Dunham Massey - Landmarks - Grade II Listed Buildings

Grade II Listed Buildings

Dunham Massey has many grade II listed buildings; among the most striking is the 18th-century sandstone obelisk at the end of the north vista from Dunham Massey Hall. Tradition has it that it marks the burial site of a race horse.

There are many listed residences in Dunham Massey, most of them dating from the 18th or early 19th century, and many of them featuring Flemish bond brickwork and slate roofs. They include: Dunham Massey Lodge, on Dunham Road; Willow Cottage; numbers 1 and 2 Barns Lane; number 1 Orchard View; The Hollies, on Station Road; numbers 1, 3 and 4 Woodhouse Lane; Big Tree Cottages, on Woodhouse Lane. Agden View, also on Woodhouse Lane, dates from 1725 and has both garden wall bond and Flemish bond brickwork. Big Tree House, on Charcoal Road, dates from the mid-18th century and features English bond brickwork. Yew Tree Cottage and Lime Tree Cottage are also on Charcoal Lane; both houses date to the 17th century and exhibit garden wall bond brickwork with slate roofs. Ivy House, on Woodhouse Lane, was built in the early 18th century. Kitchen Garden cottage was built in 1702. Rose Cottage and Farm Cottage are late-18th- or early-19th-century. The Meadows, on School Lane, was built in the 17th century and features garden wall bond brickwork and a thatched roof.

The farm buildings of Home Farm, including its dovecote, were built in the early 19th century, and feature Flemish bond brickwork. Sinderland House, also dating from the early 19th century, is another of Dunham Massey's listed farmhouses. Manor Farmhouse, on Station Road, was built by George Booth, 2nd Earl of Warrington; the building dates from the mid-18th century and features both Flemish and garden wall bond brickwork. The farmhouse on Station Road was built in 1752. The barn on Woodhouse Lane dates from the early 18th century and features garden wall bond brickwork, a slate roof, and upper cruck frames. Dog Farmhouse, also on Woodhouse Lane, was built in the early 19th century; however it may have been an adaptation of an earlier, possibly 18th-century, farmhouse.

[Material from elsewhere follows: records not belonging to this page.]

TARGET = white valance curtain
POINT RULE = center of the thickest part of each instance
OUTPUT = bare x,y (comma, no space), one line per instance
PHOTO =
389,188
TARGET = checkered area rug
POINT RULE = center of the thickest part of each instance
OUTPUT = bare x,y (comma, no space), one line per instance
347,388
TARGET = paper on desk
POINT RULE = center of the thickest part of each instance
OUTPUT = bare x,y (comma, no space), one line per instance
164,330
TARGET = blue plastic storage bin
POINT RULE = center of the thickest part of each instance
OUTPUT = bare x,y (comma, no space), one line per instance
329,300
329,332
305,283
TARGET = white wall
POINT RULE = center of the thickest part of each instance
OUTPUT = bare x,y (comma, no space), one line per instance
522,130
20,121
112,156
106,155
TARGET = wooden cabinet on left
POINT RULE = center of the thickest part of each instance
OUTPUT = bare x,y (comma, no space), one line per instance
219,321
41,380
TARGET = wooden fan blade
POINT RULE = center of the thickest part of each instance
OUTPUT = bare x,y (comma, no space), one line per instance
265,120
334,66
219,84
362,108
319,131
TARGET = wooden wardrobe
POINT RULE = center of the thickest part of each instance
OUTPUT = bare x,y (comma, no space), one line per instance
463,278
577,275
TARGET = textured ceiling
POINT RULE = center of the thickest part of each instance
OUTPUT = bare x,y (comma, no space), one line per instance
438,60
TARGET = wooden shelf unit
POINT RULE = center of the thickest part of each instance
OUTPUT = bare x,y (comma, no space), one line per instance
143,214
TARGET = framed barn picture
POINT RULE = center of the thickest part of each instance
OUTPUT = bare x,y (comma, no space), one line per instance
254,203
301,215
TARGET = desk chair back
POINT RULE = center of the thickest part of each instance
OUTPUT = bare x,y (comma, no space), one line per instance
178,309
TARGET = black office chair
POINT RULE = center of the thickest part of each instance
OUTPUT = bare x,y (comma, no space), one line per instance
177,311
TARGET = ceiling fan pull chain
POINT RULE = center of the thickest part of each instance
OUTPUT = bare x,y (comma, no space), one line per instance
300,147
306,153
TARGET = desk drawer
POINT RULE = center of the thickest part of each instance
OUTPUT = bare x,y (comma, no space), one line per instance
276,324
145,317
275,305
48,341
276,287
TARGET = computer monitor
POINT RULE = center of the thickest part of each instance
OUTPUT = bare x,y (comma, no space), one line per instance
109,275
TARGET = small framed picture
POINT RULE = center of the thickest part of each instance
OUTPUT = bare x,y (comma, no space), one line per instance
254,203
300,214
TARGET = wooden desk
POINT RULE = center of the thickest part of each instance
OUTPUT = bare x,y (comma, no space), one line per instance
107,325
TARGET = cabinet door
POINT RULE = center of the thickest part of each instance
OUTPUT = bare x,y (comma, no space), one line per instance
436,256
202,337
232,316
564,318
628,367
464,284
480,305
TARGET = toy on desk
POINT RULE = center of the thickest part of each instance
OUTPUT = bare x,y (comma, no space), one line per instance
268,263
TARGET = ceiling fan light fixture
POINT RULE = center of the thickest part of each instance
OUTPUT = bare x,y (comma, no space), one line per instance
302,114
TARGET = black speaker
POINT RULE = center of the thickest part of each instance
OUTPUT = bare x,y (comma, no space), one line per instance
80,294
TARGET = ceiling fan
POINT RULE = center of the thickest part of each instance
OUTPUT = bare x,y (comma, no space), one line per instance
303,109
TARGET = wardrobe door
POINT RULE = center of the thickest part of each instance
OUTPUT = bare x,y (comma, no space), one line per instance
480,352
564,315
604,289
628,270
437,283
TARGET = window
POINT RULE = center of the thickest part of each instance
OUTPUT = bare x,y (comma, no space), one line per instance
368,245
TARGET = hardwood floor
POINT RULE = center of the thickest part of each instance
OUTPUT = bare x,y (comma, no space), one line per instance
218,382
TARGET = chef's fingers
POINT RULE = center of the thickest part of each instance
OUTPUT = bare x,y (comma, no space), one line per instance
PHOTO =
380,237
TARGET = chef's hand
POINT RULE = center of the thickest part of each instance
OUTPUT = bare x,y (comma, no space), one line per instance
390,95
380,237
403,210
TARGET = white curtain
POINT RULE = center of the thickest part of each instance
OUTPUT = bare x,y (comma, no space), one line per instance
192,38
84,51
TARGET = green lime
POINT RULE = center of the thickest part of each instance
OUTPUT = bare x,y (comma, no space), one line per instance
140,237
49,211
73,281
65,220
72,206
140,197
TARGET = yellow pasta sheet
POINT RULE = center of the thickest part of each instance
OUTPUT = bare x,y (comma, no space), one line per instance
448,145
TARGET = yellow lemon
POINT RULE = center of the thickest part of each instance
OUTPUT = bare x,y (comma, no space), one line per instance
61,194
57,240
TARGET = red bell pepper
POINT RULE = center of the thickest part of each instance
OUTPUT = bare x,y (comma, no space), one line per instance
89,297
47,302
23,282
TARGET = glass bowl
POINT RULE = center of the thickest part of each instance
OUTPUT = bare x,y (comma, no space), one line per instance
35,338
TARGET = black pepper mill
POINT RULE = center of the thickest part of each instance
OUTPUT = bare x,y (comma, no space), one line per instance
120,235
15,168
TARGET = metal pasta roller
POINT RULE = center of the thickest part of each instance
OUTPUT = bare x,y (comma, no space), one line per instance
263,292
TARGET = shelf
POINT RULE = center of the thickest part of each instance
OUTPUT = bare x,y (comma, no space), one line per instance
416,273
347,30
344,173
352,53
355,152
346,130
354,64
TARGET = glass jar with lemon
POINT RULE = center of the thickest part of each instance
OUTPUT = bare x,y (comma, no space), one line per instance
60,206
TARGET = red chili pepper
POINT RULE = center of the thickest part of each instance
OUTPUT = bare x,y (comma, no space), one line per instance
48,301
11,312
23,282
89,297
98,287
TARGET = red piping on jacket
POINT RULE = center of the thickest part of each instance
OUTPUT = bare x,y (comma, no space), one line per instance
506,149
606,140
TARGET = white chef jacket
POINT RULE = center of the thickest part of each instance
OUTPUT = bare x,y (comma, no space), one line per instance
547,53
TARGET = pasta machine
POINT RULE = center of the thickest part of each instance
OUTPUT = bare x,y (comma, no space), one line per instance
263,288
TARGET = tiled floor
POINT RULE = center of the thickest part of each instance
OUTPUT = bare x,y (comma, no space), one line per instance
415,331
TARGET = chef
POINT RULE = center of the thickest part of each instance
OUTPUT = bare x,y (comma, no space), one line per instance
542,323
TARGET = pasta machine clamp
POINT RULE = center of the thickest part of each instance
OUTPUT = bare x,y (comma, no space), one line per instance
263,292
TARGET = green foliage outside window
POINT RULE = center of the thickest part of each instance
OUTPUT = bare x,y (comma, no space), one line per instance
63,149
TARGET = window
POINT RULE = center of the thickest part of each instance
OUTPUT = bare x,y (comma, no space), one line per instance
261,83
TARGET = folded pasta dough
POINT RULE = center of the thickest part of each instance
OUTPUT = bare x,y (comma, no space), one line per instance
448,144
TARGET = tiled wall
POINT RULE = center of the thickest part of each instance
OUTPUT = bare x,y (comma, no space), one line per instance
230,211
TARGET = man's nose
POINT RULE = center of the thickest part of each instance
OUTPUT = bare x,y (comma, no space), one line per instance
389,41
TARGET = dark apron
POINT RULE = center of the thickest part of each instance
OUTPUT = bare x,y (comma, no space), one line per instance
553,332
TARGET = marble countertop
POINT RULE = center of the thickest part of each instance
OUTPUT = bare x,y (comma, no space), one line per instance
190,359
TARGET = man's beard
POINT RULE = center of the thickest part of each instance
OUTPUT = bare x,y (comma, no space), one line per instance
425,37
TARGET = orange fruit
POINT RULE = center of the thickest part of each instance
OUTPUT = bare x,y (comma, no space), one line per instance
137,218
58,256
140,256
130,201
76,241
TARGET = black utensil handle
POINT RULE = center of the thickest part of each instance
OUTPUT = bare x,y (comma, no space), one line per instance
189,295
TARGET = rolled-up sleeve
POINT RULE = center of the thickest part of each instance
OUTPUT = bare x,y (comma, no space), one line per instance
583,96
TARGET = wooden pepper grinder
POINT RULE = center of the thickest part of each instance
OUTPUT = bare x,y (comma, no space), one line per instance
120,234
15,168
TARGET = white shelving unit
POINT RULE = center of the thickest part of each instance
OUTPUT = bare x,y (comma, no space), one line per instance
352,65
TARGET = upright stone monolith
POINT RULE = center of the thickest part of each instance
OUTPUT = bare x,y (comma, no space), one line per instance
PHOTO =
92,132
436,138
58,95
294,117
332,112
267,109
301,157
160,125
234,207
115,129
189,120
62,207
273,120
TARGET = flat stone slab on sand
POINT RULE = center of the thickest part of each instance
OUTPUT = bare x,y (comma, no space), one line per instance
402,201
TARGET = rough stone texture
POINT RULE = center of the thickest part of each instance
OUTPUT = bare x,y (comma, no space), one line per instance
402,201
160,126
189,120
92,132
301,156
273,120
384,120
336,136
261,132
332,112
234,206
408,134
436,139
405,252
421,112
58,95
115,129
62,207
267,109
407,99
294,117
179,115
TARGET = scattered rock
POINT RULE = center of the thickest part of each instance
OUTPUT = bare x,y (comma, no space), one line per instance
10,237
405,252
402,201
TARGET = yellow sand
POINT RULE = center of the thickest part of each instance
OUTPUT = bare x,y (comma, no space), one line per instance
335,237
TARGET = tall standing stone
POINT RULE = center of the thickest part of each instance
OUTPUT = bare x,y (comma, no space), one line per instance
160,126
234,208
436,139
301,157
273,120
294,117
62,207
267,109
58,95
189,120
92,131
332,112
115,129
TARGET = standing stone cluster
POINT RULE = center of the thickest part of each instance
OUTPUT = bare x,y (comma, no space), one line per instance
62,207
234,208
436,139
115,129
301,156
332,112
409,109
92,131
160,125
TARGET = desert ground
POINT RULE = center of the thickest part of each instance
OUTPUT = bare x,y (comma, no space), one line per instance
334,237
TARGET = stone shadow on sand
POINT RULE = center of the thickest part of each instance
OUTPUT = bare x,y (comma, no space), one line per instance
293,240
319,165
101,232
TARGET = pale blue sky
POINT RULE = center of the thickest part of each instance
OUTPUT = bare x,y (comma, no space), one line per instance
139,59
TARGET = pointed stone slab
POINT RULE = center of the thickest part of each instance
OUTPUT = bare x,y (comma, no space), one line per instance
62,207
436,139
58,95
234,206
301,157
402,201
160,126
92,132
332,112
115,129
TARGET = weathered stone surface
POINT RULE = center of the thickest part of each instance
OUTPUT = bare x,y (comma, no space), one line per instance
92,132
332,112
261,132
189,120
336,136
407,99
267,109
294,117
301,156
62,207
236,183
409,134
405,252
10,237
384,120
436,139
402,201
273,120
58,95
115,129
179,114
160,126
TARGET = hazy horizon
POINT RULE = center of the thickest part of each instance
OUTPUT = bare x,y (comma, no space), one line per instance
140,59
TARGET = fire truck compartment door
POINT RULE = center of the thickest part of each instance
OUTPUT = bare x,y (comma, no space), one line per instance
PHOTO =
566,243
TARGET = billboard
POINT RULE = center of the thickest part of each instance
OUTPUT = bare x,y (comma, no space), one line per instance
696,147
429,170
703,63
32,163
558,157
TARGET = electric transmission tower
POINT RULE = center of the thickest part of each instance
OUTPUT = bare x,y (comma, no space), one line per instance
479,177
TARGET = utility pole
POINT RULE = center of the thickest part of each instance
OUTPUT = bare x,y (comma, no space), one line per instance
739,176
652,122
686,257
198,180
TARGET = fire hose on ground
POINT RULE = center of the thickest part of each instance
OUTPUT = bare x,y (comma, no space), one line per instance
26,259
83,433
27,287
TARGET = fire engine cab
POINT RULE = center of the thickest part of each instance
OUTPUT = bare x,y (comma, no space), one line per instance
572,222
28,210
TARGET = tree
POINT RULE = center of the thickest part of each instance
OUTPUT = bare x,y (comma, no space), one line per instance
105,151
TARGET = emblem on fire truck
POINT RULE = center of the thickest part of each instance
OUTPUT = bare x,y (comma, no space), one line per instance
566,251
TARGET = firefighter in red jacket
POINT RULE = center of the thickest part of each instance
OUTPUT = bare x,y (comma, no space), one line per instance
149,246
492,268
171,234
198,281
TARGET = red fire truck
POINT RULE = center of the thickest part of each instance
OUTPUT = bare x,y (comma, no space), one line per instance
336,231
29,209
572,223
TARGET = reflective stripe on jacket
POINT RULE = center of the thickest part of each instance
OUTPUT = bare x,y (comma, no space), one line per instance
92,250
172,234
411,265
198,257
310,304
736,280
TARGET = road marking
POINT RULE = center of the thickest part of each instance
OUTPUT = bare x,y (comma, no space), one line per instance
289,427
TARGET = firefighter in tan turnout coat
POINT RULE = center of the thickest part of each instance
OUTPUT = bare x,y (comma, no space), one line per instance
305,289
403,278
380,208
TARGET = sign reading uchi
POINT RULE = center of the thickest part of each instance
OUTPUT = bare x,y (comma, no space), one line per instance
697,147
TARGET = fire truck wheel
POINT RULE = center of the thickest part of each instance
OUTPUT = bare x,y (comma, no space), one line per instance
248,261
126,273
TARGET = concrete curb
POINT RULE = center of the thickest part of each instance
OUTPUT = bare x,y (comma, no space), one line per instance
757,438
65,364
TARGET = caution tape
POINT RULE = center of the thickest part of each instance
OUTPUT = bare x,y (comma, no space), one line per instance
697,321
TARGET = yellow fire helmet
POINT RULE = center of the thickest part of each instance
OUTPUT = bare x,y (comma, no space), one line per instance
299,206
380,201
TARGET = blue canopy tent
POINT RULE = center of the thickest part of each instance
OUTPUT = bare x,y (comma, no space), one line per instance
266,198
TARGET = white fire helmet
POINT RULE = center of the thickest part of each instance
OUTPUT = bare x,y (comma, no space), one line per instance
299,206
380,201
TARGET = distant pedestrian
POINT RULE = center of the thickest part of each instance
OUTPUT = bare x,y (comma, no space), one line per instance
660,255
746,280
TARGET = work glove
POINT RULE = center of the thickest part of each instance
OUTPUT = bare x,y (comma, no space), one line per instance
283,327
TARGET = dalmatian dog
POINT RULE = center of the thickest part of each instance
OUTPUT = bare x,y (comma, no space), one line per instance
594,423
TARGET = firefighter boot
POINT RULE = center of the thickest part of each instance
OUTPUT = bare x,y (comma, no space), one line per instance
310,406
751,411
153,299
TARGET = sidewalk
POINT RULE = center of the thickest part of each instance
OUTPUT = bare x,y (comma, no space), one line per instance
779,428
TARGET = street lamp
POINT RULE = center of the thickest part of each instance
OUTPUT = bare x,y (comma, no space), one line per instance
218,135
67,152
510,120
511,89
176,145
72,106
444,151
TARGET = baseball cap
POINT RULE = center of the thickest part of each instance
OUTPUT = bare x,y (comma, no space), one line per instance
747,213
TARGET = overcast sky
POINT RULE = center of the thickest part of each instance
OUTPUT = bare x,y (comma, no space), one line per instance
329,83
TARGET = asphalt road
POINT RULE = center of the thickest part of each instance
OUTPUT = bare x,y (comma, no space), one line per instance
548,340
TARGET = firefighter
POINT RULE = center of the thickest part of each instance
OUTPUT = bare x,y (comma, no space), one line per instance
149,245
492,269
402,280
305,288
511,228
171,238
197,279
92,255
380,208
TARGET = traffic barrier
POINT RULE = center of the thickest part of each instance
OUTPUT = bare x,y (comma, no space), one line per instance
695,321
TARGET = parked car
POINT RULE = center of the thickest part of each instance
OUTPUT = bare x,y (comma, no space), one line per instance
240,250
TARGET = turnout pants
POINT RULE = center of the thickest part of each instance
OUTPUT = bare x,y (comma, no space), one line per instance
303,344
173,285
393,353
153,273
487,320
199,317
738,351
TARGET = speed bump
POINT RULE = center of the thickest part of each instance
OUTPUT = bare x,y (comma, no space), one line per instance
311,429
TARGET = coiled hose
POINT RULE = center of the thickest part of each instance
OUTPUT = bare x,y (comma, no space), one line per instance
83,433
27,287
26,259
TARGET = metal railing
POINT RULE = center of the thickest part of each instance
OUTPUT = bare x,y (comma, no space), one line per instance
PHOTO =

Dunham School was built in 1759, with additions in 1860 and the 20th century. Above the door is an engraved panel reading “This School was Erected in 1759 For the Benefit of the Township of Dunham Massey. According to the Will of Thomas Walton Gent”. The school now serves as the parish hall. The nearby Dunham School Bridge, over the Bridgewater Canal, was built in 1776 by John Gilbert, who also built the aqueduct for the Bridgewater Canal over the River Bollin, which was opened in 1776. The other listed bridge, Brick Kiln Lane Bridge, was also built in the 18th century. Bollington watermill was constructed in the 1860s, and has an undershot waterwheel.

There are a number of listed structures in the grounds of Dunham Massey Hall, including the 1720 wellhouse that supplied water to the hall until the 1860s, and the early-18th-century ornamental sundial in front of the hall, depicting a black slave clad in leaves, carrying the sundial above his head. The stable buildings, the slaughterhouse, the deer house, the orangery, and an ashlar shelter to the west of the hall, all date from the 17th or 18th century. Barn Cottages date from at least 1751. The cottages were originally a single barn, which was converted in the 19th century. Other grade II listed structures in the grounds of the hall include: the lakeside wall (18th century); two small piers south of the garden forecourt (18th century); a pier north west of the garden forecourt (18th century); the gateway opposite the kitchen (1750); the piers at the south of forecourt garden topped with lions (18th century); and an obelisk erected by George Booth, 2nd Earl of Warrington, in 1714 in memory of his mother. Near the hall there is a Grade II* listed sawmill, probably built in 1616.